When you’re a new mom everyone’s got advice about how to care for your baby – how to hold them, burp them and get them to sleep. More than anything, they’ve got an opinion on how, when and even where you should feed them.
So we’re not going to tell you what to do. We’re just going to leave a few ideas here that have worked for other moms. If you like the sound of them, see if they work for you...
1. Find yourself a happy place in which to feed, whether it’s a rocking chair in the nursery or a comfy couch in the lounge. Make sure you can sit comfortably with good back support – you’re going to be spending a lot of time there!
2. Eat well! One of the bonuses of breastfeeding is that you can eat just about whatever you want and the weight still drops off. Because your body is converting all those calories into milk for your baby, now’s the time to indulge in all your favorite healthy foods. Chances are you’ll feel hungry all the time, so stock the pantry and fridge with quick-fix snacks that you can grab on the run between feeds, naps and nappy changes. Some women find certain foods (for example cabbage and broccoli) upset baby and produce wind – so keep an eye out and avoid any suspect foods. (If your baby is often upset after feeding, discuss this with your midwife or lactation consultant.)
3. Don’t forget to drink lots of water too. Pour yourself a glass every time you sit down to feed your baby, and make sure you’ve finished drinking by the time your baby has. Herb teas and miso soup are good hot options, but try to avoid too much caffeine, including coffee, tea and energy drinks.
4. Burping baby is boring but it’s essential. If you’ve got support crew, such as a partner or grandparent, handy, now’s the time to hand over baby for some quality time (just pop a towel over their shoulder first).

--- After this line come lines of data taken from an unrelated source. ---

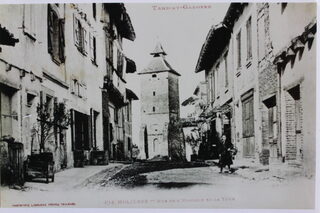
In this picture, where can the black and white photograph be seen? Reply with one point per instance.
(176, 104)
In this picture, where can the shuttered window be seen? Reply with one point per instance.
(81, 36)
(261, 38)
(92, 45)
(29, 20)
(56, 40)
(248, 117)
(249, 39)
(238, 38)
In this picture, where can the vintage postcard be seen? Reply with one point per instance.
(158, 105)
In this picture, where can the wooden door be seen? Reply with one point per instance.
(6, 114)
(248, 127)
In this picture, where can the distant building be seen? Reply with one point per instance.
(192, 122)
(160, 109)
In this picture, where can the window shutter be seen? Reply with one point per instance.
(85, 41)
(72, 129)
(91, 45)
(55, 129)
(94, 49)
(50, 30)
(90, 129)
(61, 40)
(27, 18)
(76, 31)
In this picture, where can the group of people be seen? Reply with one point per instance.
(226, 152)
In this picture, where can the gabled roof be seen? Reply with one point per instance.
(131, 95)
(122, 19)
(158, 50)
(216, 41)
(158, 62)
(218, 38)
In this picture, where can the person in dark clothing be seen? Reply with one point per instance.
(225, 154)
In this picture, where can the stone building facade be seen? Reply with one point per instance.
(295, 59)
(160, 108)
(60, 59)
(271, 69)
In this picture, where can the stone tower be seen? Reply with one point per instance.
(160, 107)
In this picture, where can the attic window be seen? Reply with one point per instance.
(30, 98)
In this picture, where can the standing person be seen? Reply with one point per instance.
(225, 155)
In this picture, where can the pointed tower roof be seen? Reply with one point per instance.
(158, 50)
(158, 62)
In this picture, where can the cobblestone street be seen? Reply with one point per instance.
(148, 184)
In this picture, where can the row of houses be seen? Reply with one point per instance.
(67, 57)
(260, 76)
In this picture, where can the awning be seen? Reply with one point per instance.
(131, 66)
(7, 38)
(131, 95)
(189, 100)
(296, 44)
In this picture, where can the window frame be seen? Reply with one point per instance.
(249, 38)
(238, 41)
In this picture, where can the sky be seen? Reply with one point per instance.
(181, 32)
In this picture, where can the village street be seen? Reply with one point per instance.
(131, 185)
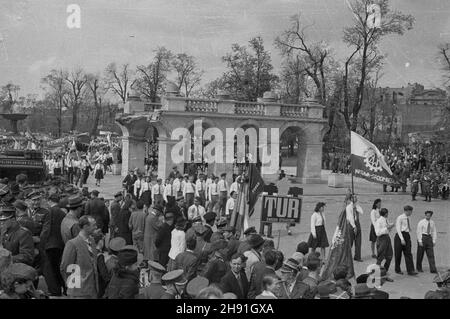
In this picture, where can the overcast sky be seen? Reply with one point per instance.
(34, 37)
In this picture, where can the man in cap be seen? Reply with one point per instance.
(18, 240)
(81, 251)
(175, 283)
(210, 219)
(53, 245)
(97, 209)
(155, 290)
(69, 225)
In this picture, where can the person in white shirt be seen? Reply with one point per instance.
(353, 210)
(222, 186)
(177, 243)
(426, 240)
(213, 195)
(318, 236)
(189, 191)
(230, 205)
(157, 193)
(384, 246)
(196, 210)
(374, 215)
(402, 242)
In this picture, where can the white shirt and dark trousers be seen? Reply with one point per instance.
(384, 246)
(403, 228)
(426, 235)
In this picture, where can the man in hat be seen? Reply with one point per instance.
(155, 290)
(163, 239)
(16, 239)
(187, 260)
(402, 242)
(53, 245)
(81, 251)
(210, 219)
(235, 280)
(97, 209)
(175, 285)
(426, 240)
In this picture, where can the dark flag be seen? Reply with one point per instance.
(340, 250)
(256, 186)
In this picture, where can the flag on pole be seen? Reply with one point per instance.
(256, 187)
(368, 162)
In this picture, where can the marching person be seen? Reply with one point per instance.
(353, 210)
(374, 215)
(402, 242)
(384, 246)
(318, 236)
(426, 240)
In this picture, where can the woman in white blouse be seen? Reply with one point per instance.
(318, 236)
(374, 215)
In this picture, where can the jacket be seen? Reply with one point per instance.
(77, 253)
(19, 241)
(51, 230)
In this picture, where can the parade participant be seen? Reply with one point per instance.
(353, 210)
(158, 192)
(155, 290)
(213, 194)
(114, 209)
(426, 240)
(178, 242)
(175, 285)
(196, 210)
(53, 246)
(217, 266)
(163, 239)
(188, 260)
(318, 236)
(210, 219)
(136, 224)
(70, 224)
(222, 187)
(260, 270)
(189, 191)
(200, 189)
(402, 242)
(81, 251)
(145, 193)
(235, 280)
(374, 215)
(124, 283)
(98, 171)
(153, 222)
(96, 208)
(16, 239)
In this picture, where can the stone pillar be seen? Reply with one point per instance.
(133, 154)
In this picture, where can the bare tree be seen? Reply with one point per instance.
(152, 76)
(77, 81)
(119, 81)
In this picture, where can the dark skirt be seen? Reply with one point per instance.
(321, 240)
(372, 235)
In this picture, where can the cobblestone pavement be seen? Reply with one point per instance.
(403, 285)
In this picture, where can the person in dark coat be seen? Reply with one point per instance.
(122, 222)
(187, 260)
(235, 280)
(124, 283)
(53, 246)
(163, 239)
(97, 209)
(18, 240)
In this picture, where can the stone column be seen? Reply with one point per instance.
(133, 154)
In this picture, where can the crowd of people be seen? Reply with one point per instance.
(175, 240)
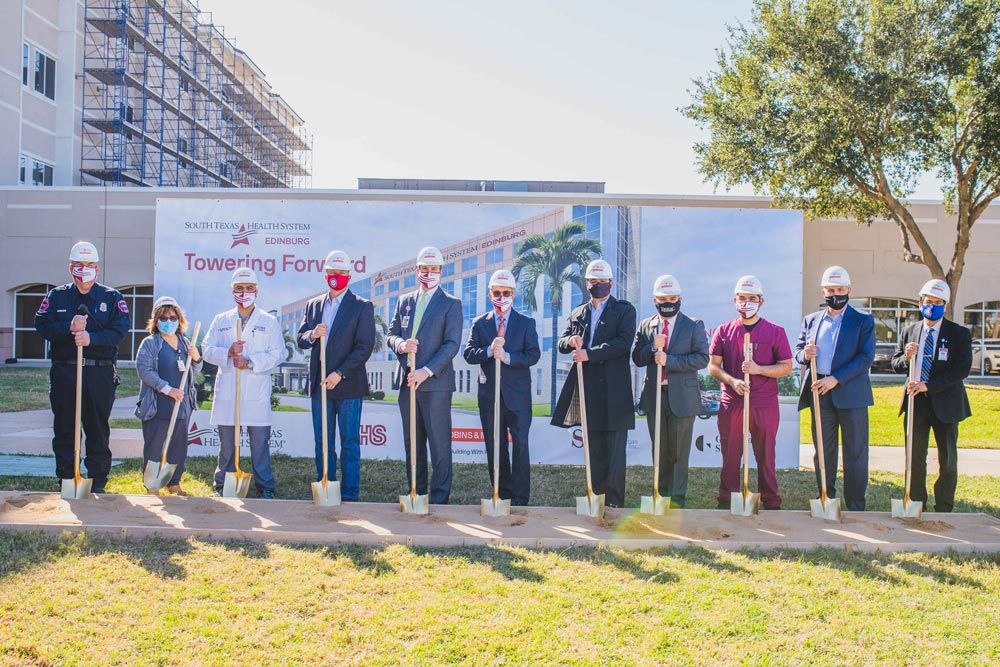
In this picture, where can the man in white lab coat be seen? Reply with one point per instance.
(256, 354)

Ditto bathtime. And nappy changing. In fact breastfeeding is the only babycare duty you can’t delegate!
5. Don’t panic if your baby doesn’t feed for long, or doesn’t look as though they’re drinking much – your body will naturally produce more or less milk in response to their feeding habits. As long as they're wetting at least six nappies a day, gaining weight and seem happy (most of the time), you’re doing a great job.
6. You’ll get to recognize a tingling sensation when your milk lets down – a reassuring feeling when your baby has just latched on, but not when you’re in the queue at the supermarket! It’s normal to leak a little, and sometimes even looking at a photo of your baby or hearing another baby cry can cause spontaneous let-down. So be prepared with
absorbent nursing pads
tucked inside your maternity bra – just in case!
7. Keep an eye out for your baby’s hunger signs and get in early rather than waiting for him or her to cry, which can make feeding more stressful for both of you. Often they’ll open their mouth and jerk their head to one side, as though reaching for a nipple, or they’ll make little sucking movements with their lips and tongue or bring their thumb or fingers to their mouth to suck them. Sometimes the signs are not obvious so don't stress if you don't pick these up straight away.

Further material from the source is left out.